Now suppose there is another classical state chosen by Alice given as $$ \left|y^n\right\rangle=\left|y_1\right\rangle \otimes \cdots \otimes\left|y_n\right\rangle \tag{2} $$ So the overall state is $$ \hat{\rho}_{A B}^{\otimes n}=\sum_{x^n} p^n\left(x^n\right)\left|y^n\right\rangle\langle\left. y^n\right|^A \otimes \mid x^n\rangle\langle\left. x^n\right|^A \otimes \rho_{x^n}^B \tag{3} $$ Now if we define $\quad\left|\tilde{x}_i\right\rangle^A=\left|y_i\right\rangle^A\left|x_i\right\rangle^A \quad$ so $\left|\tilde{x}^n\right\rangle=\left|y^n\right\rangle\left|x^n\right\rangle$

$^{*}$Further since $\left|y^n\right\rangle$ is fined, $p\left(\tilde{x}_i\right)=p\left(x_i\right)$ and $\rho_{x_i}$ can be considered as a state associated with $\tilde{x}_i$.

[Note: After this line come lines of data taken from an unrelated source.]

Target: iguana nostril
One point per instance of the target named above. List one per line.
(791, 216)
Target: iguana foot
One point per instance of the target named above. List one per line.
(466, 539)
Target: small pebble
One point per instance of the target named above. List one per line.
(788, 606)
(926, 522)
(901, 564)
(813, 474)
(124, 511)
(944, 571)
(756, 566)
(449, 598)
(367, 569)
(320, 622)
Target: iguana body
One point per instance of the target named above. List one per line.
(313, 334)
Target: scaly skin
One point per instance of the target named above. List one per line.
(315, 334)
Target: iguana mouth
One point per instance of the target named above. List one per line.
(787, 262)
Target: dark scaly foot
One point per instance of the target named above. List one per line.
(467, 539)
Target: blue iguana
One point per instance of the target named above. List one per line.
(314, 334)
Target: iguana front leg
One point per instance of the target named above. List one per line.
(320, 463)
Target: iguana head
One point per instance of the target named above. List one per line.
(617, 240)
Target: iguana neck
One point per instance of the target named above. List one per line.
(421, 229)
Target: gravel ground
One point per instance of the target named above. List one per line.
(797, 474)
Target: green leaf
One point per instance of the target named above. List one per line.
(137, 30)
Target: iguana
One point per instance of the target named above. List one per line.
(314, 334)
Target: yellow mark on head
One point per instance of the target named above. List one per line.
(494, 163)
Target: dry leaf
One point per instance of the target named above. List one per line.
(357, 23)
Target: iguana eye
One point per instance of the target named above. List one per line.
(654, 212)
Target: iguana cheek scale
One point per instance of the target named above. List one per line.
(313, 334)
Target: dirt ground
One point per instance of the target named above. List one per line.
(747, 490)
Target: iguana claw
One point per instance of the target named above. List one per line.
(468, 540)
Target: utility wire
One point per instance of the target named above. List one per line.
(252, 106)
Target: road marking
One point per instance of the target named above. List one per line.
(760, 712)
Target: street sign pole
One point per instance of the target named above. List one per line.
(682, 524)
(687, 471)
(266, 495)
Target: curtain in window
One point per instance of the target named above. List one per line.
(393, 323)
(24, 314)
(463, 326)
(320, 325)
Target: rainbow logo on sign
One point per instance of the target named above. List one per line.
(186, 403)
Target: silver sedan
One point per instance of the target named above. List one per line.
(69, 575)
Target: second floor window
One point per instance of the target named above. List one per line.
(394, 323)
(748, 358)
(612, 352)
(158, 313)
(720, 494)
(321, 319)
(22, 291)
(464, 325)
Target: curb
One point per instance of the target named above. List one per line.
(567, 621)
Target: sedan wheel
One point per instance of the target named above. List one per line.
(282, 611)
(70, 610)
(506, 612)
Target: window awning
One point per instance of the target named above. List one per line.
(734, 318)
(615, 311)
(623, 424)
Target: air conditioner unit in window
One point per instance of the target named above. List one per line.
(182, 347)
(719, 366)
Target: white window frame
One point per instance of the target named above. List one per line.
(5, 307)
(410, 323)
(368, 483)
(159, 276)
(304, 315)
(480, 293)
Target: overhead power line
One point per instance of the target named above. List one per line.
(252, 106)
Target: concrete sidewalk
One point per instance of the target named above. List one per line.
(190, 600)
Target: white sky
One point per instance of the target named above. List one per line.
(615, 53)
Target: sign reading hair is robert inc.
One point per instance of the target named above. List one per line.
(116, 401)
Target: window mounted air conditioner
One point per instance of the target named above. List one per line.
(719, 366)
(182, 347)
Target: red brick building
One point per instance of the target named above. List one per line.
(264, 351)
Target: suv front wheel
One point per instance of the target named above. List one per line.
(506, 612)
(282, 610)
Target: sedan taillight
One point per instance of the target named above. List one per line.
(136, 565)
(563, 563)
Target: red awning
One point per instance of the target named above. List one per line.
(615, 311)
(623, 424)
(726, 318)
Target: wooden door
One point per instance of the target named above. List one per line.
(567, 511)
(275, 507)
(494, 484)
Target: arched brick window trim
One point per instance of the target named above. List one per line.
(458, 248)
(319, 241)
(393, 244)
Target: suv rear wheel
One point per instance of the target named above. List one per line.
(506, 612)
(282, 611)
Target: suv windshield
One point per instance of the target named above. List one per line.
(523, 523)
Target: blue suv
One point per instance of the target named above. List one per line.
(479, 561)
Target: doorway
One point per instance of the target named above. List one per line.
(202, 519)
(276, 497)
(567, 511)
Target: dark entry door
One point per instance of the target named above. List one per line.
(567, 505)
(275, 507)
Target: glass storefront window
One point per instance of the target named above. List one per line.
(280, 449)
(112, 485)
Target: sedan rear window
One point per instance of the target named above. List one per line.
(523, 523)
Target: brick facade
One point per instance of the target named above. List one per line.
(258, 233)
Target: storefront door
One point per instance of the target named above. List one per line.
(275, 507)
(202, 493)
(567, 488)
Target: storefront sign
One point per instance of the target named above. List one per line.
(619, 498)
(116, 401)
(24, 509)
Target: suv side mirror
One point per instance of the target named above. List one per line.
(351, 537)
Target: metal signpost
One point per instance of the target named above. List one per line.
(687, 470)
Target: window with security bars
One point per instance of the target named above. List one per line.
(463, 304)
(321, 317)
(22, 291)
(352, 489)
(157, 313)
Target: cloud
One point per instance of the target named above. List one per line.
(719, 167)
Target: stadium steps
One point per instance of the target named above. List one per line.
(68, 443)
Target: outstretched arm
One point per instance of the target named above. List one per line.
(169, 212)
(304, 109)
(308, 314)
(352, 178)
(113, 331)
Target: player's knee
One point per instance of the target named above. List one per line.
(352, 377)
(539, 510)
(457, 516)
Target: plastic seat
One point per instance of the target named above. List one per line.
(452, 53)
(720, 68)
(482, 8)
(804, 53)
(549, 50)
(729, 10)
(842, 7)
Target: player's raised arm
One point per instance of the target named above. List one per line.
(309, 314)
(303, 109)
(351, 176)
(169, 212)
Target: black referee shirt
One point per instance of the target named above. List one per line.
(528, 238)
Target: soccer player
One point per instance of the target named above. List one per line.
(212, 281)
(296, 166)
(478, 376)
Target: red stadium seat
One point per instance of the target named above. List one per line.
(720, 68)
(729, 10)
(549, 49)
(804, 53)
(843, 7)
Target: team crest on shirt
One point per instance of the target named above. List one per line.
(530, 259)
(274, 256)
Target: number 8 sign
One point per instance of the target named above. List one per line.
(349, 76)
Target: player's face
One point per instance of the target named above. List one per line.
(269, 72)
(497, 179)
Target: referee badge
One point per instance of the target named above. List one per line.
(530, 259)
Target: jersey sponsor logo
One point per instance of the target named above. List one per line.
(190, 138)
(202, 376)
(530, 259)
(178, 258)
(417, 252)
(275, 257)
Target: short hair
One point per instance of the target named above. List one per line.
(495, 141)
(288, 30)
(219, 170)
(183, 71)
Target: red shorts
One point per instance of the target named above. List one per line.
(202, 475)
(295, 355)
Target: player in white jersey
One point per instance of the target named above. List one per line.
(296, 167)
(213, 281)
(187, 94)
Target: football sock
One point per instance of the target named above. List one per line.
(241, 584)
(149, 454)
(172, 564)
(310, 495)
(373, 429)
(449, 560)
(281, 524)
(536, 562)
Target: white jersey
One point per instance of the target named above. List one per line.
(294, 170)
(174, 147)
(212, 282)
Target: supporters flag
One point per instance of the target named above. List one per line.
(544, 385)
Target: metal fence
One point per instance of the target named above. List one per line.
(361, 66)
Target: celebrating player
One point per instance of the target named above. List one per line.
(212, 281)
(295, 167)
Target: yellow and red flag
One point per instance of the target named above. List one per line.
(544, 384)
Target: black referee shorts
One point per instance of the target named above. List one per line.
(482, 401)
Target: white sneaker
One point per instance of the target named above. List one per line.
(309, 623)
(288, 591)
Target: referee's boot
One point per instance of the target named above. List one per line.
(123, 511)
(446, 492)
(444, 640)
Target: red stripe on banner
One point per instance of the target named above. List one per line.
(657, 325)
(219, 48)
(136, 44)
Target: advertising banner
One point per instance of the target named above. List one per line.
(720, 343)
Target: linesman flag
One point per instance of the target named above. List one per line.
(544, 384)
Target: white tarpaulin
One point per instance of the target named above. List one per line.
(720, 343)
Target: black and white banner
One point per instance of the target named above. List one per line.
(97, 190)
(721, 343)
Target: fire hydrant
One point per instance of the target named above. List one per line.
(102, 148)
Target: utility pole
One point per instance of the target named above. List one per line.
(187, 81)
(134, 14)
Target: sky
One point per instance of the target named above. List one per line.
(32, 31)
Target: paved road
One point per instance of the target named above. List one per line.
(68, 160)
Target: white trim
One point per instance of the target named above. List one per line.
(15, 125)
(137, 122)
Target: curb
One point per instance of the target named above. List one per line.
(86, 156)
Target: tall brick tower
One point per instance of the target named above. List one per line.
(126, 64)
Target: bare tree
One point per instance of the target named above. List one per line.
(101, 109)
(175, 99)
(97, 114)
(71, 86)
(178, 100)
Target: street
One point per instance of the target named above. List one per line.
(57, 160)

Therefore changing notation we've $$ \tilde{\rho}_{A B}^{\otimes n}=\sum_{\tilde{x}^n} p^n\left(\tilde{x}^n\right)\left|\tilde{x}^n\right\rangle\langle\left.\tilde{x}^n\right|^A \otimes \rho_{\tilde{x}^n}^B \tag{4} $$ which is the expression of a classical-quantum state.

So my question is can we consider the state $\sum_{x^n} p^n\left(x^n\right)\left|y^n\right\rangle\langle\left. y^n|^A \otimes \mid x^n\rangle\langle\left. x^n\right|^A \otimes \rho_{x^n}^B\right.$ equivalent to a classical-quantum state for a given $y^n$ and apply all the results of information theory to his state as that of any classical-quonlum state.

I'm not sure if my argument in (*) is correct. I would appreciate if you kindly correct me if I am wrong.

Furthermore, if we have the following state: $$ \hat{\rho}_{A B}^{\otimes n}=\sum_{x, y} p(x) p(y)\left|y^n\right\rangle\langle\left. y^n\right|^A \otimes \mid x^n\rangle\langle\left. x^n\right|^A \otimes \rho_{x^n}^B \tag{5} $$ is this also equivalent to a classical-quantum state?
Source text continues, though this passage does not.